CNN Indonesia | Selasa, 10/09/2019 12:47 WIB
Dirut Sriwijaya Air Joseph Andriaan Resmi Dicopot Maskapai Sriwijaya Air. (ADEK BERRY / AFP).
Jakarta, CNN Indonesia -- Pemegang saham PT Sriwijaya Air resmi mencopot Joseph Andriaan Saul sebagai Direktur Utama perusahaan melalui rapat dewan komisaris dan direksi pada Senin (9/9).

Selain Joseph, pemegang saham juga menggeser Harkandri M. Dahler yang menjabat Direktur Sumber Daya Manusia dan Layanan, serta Joeph K. Tendean selaku Direktur Komersial.

"Keputusan Dewan Komisaris PT Sriwijaya Air mengangkat Bapak Anthony Raimond Tampubolon selaku Plt Direktur Utama, Plt Direktur of Human Capital and Service dan Plt Director of Commercial," demikian tertulis dalam surat pemberitahuan yang diterbitkan Sriwijaya Air.


Selain itu, Robert D. Waloni berperan sebagai pelaksana tugas harian direktur utama. Sementara itu, Rifai menjabat sebagai pelaksana tugas harian Direktur Komersial.

Diketahui, Sriwijaya Air saat ini menjadi salah satu entitas usaha dari Garuda Indonesia Grup semenjak keduanya menjalin kerja sama dalam bentuk dalam bentuk Kerjasama Operasi (KSO) pada November 2018 lalu.

Berdasarkan surat yang diterima langsung oleh CNNIndonesia.com, anak usaha Garuda Indonesia yakni PT Citilink Indonesia tak terima dengan keputusan dalam rapat tersebut. Direktur Utama Citilink Indonesia, sebagai pihak yang menandatangani surat itu menyatakan bahwa pihak komisaris Sriwijaya Air seharusnya berkoordinasi dengan manajemen.

Persoalannya, Citilink Indonesia saat ini masih menjalin kerja sama (KSM) dengan Sriwijaya Air. Kerja sama dilakukan dalam rangka penyelesaian utang kepada sejumlah perusahaan pelat merah, seperti PT GMF AeroAsia Tbk, PT Bank Negara Indonesia (Persero) Tbk, dan PT Pertamina (Persero).

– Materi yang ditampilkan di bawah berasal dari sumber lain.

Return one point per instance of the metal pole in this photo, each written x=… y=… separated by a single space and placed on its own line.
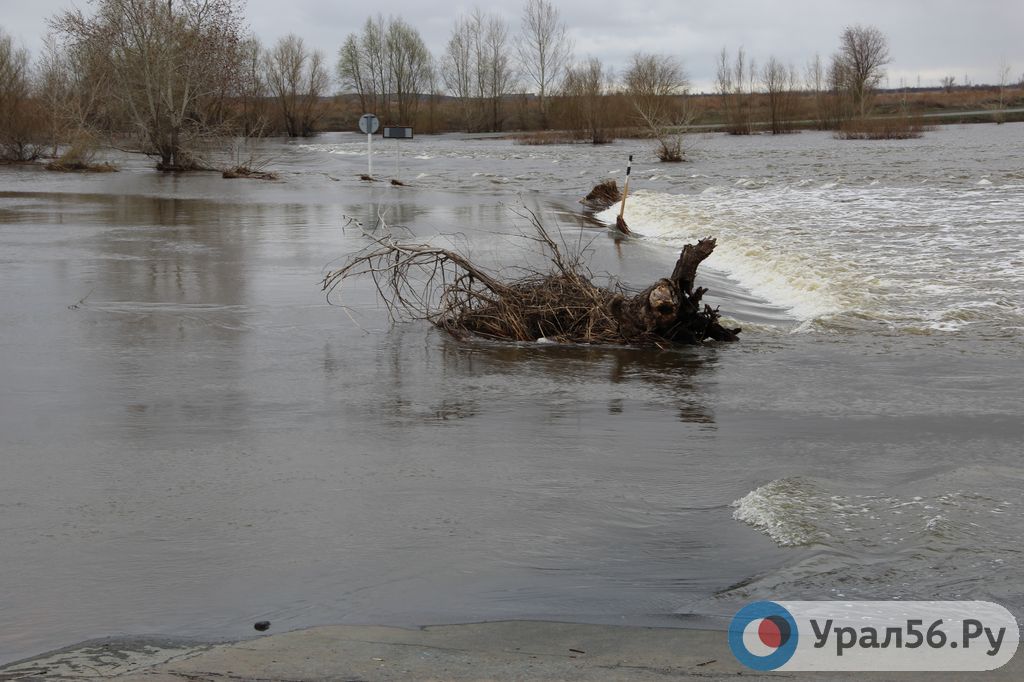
x=370 y=155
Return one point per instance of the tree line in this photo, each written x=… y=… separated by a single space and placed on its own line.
x=170 y=78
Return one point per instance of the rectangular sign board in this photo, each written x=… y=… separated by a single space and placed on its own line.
x=397 y=132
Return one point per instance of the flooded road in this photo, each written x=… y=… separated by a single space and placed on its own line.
x=193 y=439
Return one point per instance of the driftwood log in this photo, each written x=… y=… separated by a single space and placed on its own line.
x=442 y=287
x=670 y=308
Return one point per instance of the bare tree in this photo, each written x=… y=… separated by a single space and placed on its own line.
x=252 y=88
x=363 y=68
x=51 y=72
x=19 y=135
x=297 y=79
x=655 y=84
x=497 y=68
x=734 y=82
x=586 y=89
x=816 y=82
x=162 y=60
x=458 y=70
x=476 y=69
x=862 y=55
x=544 y=49
x=779 y=83
x=410 y=66
x=388 y=67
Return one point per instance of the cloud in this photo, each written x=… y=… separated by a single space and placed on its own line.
x=927 y=37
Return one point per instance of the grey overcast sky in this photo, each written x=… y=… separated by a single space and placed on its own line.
x=928 y=39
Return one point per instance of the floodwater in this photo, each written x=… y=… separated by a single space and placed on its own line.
x=193 y=439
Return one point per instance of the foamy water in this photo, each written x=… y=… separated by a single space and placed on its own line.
x=914 y=258
x=953 y=535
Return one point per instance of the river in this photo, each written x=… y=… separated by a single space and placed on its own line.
x=193 y=438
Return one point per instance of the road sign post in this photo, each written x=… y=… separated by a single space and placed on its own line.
x=369 y=124
x=397 y=132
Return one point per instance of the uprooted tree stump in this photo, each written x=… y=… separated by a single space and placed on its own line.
x=603 y=195
x=444 y=288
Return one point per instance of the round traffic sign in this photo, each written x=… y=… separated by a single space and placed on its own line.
x=369 y=124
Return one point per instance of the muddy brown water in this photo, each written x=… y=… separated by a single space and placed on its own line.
x=193 y=439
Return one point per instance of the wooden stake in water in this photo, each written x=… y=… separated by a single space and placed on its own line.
x=621 y=220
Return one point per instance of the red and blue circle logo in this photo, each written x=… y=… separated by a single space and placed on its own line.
x=763 y=635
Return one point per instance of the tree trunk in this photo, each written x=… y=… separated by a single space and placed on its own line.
x=670 y=308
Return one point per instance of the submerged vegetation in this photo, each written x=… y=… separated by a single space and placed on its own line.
x=560 y=303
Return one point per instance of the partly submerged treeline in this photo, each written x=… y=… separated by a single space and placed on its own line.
x=173 y=79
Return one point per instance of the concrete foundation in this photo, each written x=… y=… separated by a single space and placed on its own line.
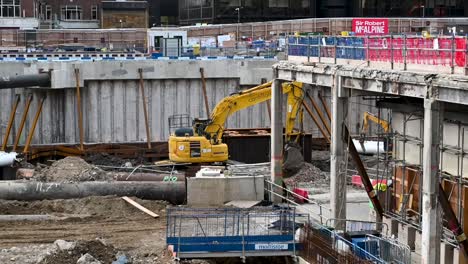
x=216 y=191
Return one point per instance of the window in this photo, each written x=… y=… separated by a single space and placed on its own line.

"Dalam pasal 5 perjanjian KSM yang mengatur hak dan kewajiban Citilink untuk melalukan seleksi atas pengurus Sriwijaya dan anak Sriwijaya," ucap Juliandra dalam surat tersebut.

Untuk itu, sesuai dengan arahan Kementerian Badan Usaha Milik Negara (BUMN), manajemen akan meminta penjelasan dari perwakilan pemegang saham Sriwijaya Air pada esok hari pukul 10.00 WIB di Kantor Pusat BNI.

"Rapat penjelasan rencananya juga akan dihadiri oleh perwakilan dari BNI, Pertamina, dan GMF," kata Juliandra.

CNNIndonesia.com sudah mencoba melakukan konfirmasi kepada Joseph Andriaan dan Senior Manager of Corporate Communications Sriwijaya Air Retri Maya, tetapi belum ada respons hingga berita ini diturunkan.

Tim redaksi juga menghubungi Direktur Niaga PT Garuda Indonesia (Persero) Pikri Ilham Kurniansyah dan VP corporate secretary Garuda Indonesia M Ikhsan Rosan. Ikhsan menuturkan bahwa pihaknya akan memastikan terlebih dahulu informasi tersebut.

"Sebentar saya cek ya," ucap Ikhsan kepada CNNIndonesia.com, Selasa (10/9)

CNNIndonesia.com juga sudah mencoba menghubungi Juliandra dan Deputi Jasa Keuangan, Survei, dan Konsultasi Kementerian BUMN Gatot Trihargo untuk mengkonfirmasi hal tersebut. Namun, keduanya tak memberikan jawaban.